By most accounts, Kennedy intended to end the American commitment to Vietnam after the 1964 election. But since he’d won in i960 by only 118,000 votes, he didn’t feel he could risk charges by the American right that he had “lost” Vietnam. So the guerrilla war slowly escalated, and such writers as David Halberstam and Neil Sheehan reported from the field the truth that the official communiqués too often obscured: The war was being lost. Kennedy sent his old Massachusetts adversary Henry Cabot Lodge to Saigon as the new ambassador. But events were moving out of control. Diem was assassinated in November 1963 (not, as legend has it, on Kennedy’s orders). The quagmire beckoned, and at his death, Kennedy still hadn’t moved to prevent the United States from trudging onward into the disaster.
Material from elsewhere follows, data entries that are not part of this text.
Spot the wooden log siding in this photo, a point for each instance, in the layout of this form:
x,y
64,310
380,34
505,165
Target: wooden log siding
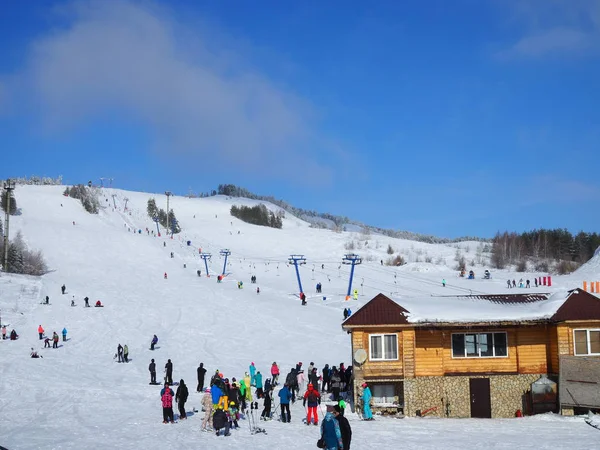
x,y
527,353
378,369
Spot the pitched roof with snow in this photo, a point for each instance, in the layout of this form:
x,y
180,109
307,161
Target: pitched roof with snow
x,y
560,306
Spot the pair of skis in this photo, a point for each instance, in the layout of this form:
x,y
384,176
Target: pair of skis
x,y
252,422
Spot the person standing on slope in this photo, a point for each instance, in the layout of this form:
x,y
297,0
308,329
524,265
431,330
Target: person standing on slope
x,y
201,373
274,373
166,396
366,399
181,397
314,398
330,431
284,400
252,369
169,372
152,370
208,408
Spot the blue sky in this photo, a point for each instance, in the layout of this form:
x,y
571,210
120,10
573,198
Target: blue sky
x,y
448,118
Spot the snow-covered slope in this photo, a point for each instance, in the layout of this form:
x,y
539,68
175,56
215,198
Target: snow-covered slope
x,y
78,397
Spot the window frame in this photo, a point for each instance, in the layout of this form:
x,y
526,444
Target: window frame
x,y
588,343
478,342
383,358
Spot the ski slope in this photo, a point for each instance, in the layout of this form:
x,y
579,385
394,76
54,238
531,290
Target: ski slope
x,y
77,397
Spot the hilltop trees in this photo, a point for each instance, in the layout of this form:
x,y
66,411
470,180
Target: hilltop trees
x,y
87,195
258,215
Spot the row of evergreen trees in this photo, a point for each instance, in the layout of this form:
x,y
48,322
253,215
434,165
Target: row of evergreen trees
x,y
159,214
543,246
87,195
258,215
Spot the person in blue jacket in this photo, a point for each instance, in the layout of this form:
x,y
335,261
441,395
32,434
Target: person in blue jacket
x,y
330,431
284,400
366,399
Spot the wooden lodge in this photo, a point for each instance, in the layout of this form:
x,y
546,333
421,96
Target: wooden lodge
x,y
475,355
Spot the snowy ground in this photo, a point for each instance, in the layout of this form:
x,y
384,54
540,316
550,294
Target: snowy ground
x,y
77,397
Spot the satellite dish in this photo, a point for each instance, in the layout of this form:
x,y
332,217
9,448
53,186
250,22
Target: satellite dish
x,y
360,356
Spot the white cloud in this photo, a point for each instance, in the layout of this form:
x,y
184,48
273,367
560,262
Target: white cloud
x,y
139,60
555,28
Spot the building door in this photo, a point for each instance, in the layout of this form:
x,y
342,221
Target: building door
x,y
481,405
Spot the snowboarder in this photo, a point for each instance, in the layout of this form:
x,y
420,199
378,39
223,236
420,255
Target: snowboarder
x,y
181,397
169,372
201,373
221,422
207,407
152,370
166,396
366,400
314,398
284,400
331,435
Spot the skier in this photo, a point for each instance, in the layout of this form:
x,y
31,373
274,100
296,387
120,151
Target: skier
x,y
169,372
345,429
181,398
220,422
166,396
330,431
314,398
207,407
366,400
274,373
152,370
326,374
201,372
252,369
258,383
284,400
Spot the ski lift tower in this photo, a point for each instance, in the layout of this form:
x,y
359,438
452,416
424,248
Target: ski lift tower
x,y
225,252
352,259
206,257
297,260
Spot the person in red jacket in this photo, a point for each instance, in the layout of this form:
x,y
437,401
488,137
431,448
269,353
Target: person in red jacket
x,y
314,398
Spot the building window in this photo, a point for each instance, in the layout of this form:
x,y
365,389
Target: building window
x,y
587,342
383,347
479,345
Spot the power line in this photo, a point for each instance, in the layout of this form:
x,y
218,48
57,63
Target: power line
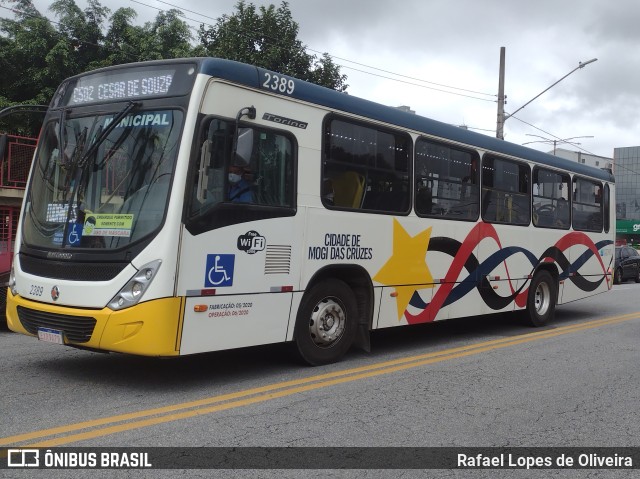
x,y
350,61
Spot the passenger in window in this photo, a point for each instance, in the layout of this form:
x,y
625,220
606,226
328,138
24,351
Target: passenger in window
x,y
562,213
240,190
328,194
424,200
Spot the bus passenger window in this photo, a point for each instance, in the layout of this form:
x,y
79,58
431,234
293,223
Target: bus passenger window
x,y
447,181
368,167
506,193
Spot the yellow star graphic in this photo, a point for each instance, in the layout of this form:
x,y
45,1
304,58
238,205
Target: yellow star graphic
x,y
407,265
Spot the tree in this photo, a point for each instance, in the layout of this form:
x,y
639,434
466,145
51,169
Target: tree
x,y
167,37
268,38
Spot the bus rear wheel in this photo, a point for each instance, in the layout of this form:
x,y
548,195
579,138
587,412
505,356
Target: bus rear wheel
x,y
541,301
326,323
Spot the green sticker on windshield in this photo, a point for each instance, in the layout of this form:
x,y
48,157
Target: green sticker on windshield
x,y
107,225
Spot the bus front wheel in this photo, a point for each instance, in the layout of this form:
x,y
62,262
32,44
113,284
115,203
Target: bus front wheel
x,y
326,323
541,301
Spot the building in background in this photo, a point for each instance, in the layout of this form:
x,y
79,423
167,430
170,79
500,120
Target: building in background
x,y
627,172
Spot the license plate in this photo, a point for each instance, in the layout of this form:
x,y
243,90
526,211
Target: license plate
x,y
50,335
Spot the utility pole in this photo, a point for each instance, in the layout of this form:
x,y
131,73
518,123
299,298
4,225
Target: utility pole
x,y
501,97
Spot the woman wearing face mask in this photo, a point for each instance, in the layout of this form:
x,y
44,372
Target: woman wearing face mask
x,y
239,188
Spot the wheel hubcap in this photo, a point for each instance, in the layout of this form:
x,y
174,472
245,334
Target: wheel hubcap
x,y
542,299
327,322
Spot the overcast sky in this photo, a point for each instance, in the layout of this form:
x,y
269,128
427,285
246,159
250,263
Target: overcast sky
x,y
427,46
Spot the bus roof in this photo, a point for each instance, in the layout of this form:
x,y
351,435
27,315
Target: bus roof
x,y
253,76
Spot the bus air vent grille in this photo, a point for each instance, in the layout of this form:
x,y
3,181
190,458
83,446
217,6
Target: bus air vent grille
x,y
278,259
70,271
77,329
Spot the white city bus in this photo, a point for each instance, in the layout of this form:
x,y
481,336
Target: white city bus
x,y
184,206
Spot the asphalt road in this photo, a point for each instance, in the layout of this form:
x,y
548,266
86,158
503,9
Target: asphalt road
x,y
476,382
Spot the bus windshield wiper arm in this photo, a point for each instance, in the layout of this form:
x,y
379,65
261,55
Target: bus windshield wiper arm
x,y
105,133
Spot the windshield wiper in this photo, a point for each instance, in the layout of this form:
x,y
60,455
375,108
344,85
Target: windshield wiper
x,y
78,166
105,133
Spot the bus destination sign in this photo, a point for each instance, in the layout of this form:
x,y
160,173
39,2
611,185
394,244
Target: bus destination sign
x,y
130,84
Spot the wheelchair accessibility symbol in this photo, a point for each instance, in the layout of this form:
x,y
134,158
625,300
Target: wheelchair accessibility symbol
x,y
75,234
219,270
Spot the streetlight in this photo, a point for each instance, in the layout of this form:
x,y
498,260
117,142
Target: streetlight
x,y
504,117
556,141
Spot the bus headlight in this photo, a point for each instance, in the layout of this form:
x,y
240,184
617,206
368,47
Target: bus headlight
x,y
133,291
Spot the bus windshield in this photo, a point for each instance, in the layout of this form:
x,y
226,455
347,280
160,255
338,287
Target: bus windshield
x,y
101,181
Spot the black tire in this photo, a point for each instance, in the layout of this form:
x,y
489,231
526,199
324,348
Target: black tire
x,y
542,298
617,277
326,323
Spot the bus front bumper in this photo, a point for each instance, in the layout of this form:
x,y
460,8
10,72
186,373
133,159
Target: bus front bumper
x,y
151,328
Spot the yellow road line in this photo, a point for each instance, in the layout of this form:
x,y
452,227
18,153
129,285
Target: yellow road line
x,y
149,417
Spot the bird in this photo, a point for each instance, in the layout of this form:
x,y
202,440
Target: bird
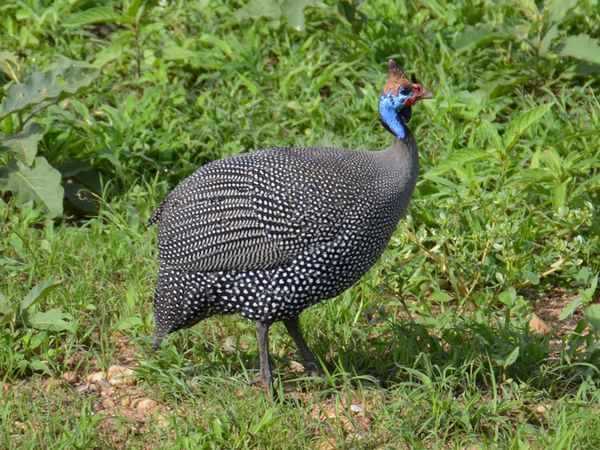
x,y
268,233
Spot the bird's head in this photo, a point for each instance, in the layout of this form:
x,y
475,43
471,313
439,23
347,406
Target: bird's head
x,y
396,99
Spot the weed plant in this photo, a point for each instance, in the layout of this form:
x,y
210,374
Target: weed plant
x,y
106,106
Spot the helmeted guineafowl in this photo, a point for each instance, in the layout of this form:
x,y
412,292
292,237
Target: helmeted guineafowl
x,y
270,233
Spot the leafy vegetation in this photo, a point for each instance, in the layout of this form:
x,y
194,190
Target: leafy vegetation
x,y
105,106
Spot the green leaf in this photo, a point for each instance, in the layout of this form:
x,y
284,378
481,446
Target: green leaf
x,y
509,359
522,123
23,144
54,320
38,292
555,10
570,308
65,78
592,315
476,35
266,419
40,184
457,160
252,87
559,195
255,9
174,52
8,310
98,14
130,322
40,366
487,130
293,10
582,47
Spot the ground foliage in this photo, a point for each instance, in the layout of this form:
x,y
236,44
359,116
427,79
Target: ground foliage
x,y
480,326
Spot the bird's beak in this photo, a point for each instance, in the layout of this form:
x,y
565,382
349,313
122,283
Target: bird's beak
x,y
425,94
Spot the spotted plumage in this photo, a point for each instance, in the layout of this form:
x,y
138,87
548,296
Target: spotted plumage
x,y
269,233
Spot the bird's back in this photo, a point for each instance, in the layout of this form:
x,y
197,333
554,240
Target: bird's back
x,y
260,210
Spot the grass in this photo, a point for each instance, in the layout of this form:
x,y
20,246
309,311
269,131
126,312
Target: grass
x,y
433,348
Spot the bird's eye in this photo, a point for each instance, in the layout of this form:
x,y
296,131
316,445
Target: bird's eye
x,y
405,90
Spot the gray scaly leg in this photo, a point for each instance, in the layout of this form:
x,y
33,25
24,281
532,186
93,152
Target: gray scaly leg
x,y
262,335
312,366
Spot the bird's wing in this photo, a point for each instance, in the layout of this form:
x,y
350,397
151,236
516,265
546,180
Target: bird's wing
x,y
255,213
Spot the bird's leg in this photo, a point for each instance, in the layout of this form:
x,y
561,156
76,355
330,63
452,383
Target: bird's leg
x,y
311,364
262,335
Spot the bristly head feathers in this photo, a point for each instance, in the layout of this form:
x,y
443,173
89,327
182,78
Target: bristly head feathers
x,y
397,97
396,78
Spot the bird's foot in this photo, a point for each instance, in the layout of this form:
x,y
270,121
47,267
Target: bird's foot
x,y
266,384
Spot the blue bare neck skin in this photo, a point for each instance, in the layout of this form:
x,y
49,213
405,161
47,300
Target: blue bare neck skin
x,y
389,105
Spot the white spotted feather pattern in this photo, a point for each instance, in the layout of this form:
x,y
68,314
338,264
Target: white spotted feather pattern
x,y
269,233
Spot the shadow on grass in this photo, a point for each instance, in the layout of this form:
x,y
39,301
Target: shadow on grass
x,y
392,353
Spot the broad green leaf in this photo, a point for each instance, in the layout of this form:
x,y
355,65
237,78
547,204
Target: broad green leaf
x,y
98,14
8,310
135,9
476,35
67,77
489,131
522,123
37,293
40,184
54,320
582,47
293,10
174,52
40,366
570,308
510,358
23,144
219,43
266,419
550,35
555,10
8,63
592,315
458,160
252,87
130,322
528,8
559,195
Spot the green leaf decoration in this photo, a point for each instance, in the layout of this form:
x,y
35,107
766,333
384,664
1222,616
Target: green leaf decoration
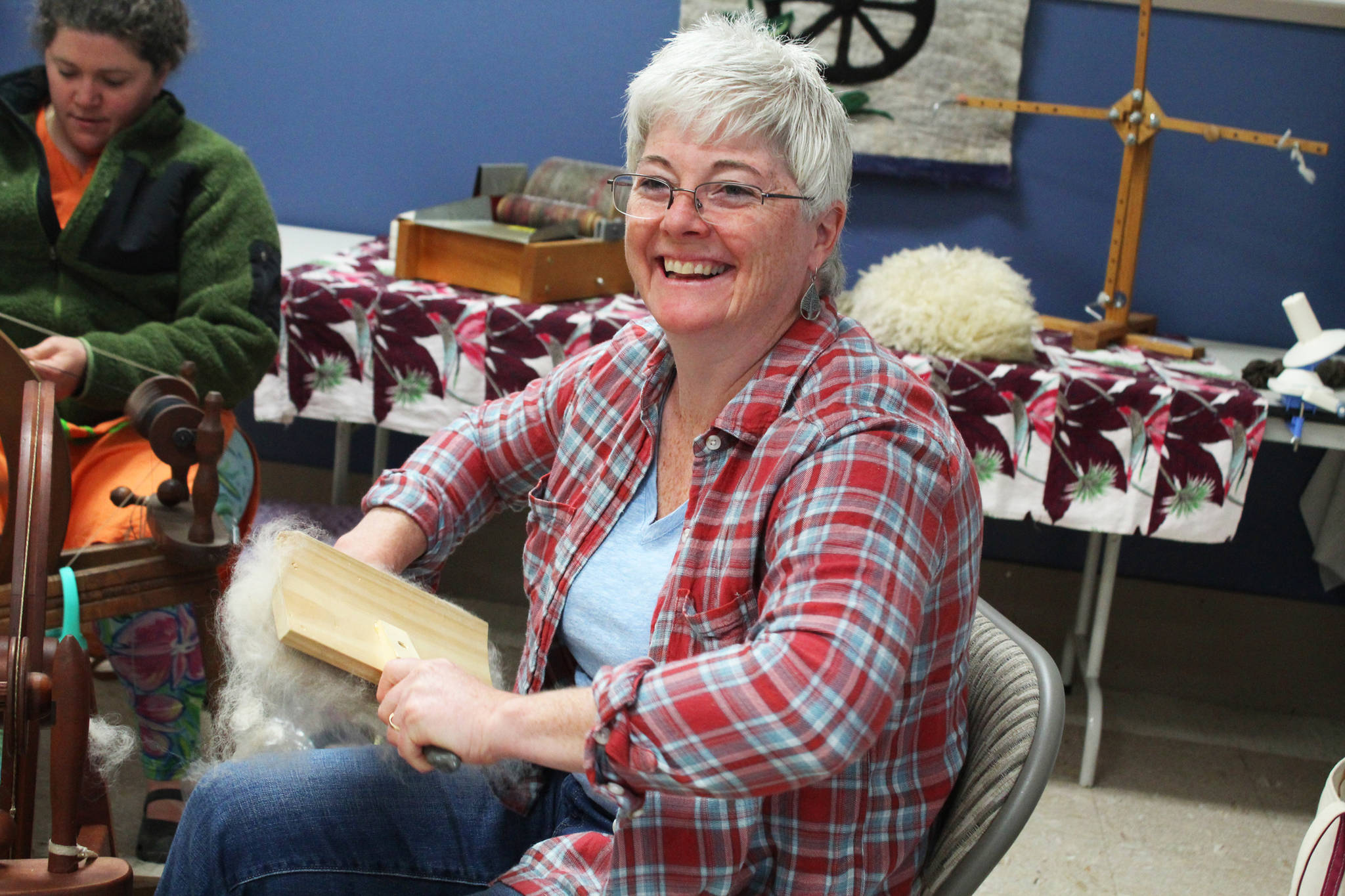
x,y
988,463
410,387
1091,484
328,372
1189,498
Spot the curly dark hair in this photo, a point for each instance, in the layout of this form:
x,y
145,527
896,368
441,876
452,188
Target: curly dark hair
x,y
158,30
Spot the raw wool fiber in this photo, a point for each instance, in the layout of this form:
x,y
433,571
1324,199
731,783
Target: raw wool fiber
x,y
273,698
109,746
951,303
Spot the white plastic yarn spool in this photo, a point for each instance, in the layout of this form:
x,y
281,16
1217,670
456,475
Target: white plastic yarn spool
x,y
1313,341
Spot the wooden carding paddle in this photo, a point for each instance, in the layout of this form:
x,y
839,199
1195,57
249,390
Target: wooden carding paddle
x,y
334,608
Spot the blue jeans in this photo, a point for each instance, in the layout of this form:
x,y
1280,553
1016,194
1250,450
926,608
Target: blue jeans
x,y
358,820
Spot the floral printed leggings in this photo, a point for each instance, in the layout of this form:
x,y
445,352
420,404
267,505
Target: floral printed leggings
x,y
156,653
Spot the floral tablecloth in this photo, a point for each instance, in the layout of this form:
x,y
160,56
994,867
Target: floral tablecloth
x,y
363,347
1110,441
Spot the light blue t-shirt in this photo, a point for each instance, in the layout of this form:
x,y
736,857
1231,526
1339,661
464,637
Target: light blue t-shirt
x,y
609,608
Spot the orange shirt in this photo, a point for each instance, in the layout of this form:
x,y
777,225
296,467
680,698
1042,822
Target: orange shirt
x,y
68,182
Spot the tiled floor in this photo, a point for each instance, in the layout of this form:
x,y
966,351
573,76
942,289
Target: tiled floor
x,y
1191,797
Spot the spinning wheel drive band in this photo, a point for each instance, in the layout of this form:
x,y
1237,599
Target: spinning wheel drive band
x,y
896,46
14,372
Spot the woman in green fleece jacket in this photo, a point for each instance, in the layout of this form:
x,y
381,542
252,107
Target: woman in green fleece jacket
x,y
132,234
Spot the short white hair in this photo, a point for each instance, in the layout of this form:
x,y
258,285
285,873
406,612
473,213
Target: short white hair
x,y
730,77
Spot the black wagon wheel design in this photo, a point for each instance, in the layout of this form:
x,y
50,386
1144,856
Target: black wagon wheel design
x,y
845,14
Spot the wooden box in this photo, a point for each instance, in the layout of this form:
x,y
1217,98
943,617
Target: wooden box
x,y
539,272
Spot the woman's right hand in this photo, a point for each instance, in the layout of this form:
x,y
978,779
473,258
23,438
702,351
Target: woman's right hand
x,y
386,539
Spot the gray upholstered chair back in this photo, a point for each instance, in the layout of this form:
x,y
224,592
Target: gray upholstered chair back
x,y
1016,715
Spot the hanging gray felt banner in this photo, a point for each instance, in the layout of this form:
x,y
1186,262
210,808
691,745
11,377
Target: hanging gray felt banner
x,y
892,61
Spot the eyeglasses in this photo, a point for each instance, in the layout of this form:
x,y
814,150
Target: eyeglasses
x,y
717,203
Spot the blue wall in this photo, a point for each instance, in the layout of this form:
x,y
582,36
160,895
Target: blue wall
x,y
354,112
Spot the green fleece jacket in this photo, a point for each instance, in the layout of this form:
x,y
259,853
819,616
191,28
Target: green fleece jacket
x,y
173,254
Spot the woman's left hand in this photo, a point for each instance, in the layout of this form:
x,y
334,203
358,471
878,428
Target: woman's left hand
x,y
436,703
61,360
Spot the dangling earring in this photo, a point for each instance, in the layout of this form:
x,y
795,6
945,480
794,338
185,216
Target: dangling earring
x,y
811,303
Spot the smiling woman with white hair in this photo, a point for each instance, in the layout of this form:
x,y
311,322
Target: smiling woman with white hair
x,y
751,565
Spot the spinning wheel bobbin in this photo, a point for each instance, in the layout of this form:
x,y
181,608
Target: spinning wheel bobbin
x,y
164,412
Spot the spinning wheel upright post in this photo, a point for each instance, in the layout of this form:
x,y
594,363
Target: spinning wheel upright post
x,y
27,687
34,683
1137,119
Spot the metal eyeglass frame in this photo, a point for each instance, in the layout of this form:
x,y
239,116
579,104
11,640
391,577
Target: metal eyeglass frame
x,y
695,203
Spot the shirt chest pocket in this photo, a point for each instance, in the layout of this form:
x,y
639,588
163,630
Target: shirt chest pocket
x,y
722,625
546,524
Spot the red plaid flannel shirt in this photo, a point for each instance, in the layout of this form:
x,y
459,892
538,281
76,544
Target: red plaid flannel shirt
x,y
801,717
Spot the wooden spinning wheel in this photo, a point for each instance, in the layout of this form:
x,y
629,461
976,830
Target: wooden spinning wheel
x,y
175,566
41,676
875,19
1137,119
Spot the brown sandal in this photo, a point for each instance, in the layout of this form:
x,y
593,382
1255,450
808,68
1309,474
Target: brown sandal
x,y
156,833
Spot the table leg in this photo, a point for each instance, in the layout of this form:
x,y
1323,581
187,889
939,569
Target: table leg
x,y
341,465
380,450
1090,660
1087,590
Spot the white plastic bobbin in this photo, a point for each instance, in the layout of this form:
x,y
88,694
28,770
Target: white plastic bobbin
x,y
1313,341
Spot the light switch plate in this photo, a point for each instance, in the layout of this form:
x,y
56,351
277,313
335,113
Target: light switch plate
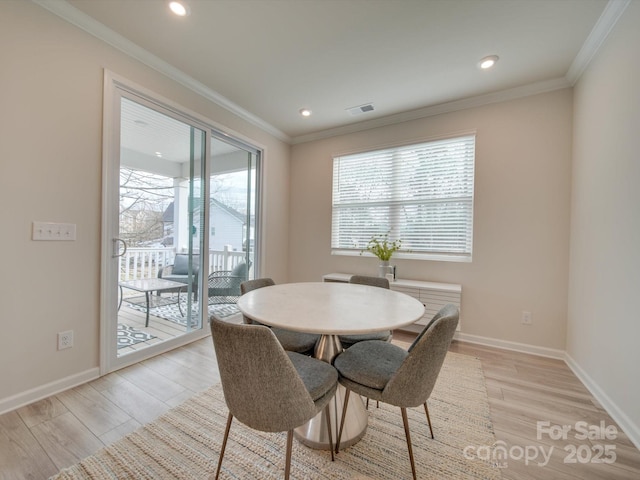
x,y
49,231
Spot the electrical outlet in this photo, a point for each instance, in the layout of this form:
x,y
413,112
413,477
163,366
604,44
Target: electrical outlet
x,y
65,339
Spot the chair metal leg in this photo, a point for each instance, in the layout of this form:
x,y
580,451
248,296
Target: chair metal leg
x,y
224,443
328,415
287,465
428,419
405,421
344,412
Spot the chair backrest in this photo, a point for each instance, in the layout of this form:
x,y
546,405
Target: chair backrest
x,y
249,285
381,282
261,386
413,382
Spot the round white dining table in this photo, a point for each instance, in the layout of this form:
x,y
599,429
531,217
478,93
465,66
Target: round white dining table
x,y
331,309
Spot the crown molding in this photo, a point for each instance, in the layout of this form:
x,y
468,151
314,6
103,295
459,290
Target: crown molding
x,y
610,16
596,38
74,16
465,103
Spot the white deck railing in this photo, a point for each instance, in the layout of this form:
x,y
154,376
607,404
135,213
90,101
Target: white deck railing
x,y
138,263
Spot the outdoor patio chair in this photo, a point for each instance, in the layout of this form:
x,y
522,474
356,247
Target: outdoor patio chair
x,y
179,272
224,285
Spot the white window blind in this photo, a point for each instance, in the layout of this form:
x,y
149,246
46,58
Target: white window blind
x,y
421,194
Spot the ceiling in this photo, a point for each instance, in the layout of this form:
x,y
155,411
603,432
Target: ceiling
x,y
267,59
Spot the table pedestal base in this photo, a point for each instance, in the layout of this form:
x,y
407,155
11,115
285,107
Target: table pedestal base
x,y
314,433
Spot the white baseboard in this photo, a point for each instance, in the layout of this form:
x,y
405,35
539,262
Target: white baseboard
x,y
622,419
508,345
624,422
43,391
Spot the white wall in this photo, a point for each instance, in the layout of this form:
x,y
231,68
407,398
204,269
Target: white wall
x,y
603,320
51,83
521,217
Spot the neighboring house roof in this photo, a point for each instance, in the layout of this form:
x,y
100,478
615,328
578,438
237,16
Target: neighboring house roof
x,y
167,216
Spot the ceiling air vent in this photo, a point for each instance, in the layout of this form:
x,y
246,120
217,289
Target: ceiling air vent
x,y
359,110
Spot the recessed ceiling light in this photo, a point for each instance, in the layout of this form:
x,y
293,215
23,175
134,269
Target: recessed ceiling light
x,y
488,62
179,8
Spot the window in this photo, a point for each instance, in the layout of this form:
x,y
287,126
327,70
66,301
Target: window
x,y
421,194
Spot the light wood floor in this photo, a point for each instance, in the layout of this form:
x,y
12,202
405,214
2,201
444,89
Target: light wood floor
x,y
38,440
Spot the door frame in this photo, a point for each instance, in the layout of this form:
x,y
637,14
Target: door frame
x,y
115,87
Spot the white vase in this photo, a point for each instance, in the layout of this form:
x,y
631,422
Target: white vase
x,y
384,268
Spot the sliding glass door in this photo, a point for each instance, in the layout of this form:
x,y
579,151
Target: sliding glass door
x,y
179,227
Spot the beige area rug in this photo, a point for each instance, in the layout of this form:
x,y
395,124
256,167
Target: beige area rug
x,y
185,442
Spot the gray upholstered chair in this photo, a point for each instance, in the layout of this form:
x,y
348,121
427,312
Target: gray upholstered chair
x,y
349,340
390,374
267,388
291,341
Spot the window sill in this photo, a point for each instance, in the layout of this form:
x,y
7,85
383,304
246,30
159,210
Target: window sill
x,y
408,256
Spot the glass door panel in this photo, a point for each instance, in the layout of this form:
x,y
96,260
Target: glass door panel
x,y
161,213
232,223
But for most of Kennedy’s two years and ten months as president, Vietnam was a distant problem, simmering away at the back of the stove. Kennedy’s obsession was Cuba. It remains unclear how much he knew about the various CIA plots to assassinate Fidel Castro. But the two major foreign-policy events of his presidency were the Bay of Pigs invasion of April 1961, and the missile crisis of October 1962. One was a dreadful defeat, the other a triumph.
According to Richard Goodwin and others (I remember discussing this with Robert Kennedy), Jack Kennedy had begun the quiet process of normalizing relations with Castro before his death. Although this, too, was to be postponed until after the 1964 elections, Kennedy had come to believe that Cuba was not worth the destruction of the planet.
Today, Castro is the last player of the Kennedy era to remain on the stage, his regime hardened into Stalinist orthodoxy. In Miami, the exiles have become citizens; young Cuban-Americans think of the old anti-Castro fanatics as vaguely comic figures. If Castro died tomorrow and the regime collapsed a week later, an overwhelming majority of the Miami Cubans would stay in Florida. But there is still a hard belief among the old exiles (and some factions of the American right) that Kennedy was responsible for the defeat at the Bay of Pigs because he refused to supply air cover. But detailed studies of the operation (most notably by Peter Wyden) make clear that even with air cover, the force of 1,400 white middle-class Cubans could never have prevailed against Castro’s almost 200,000 militia and regular-army troops. Success had to depend upon a general uprising against Fidel and massive defections among his troops. Neither happened.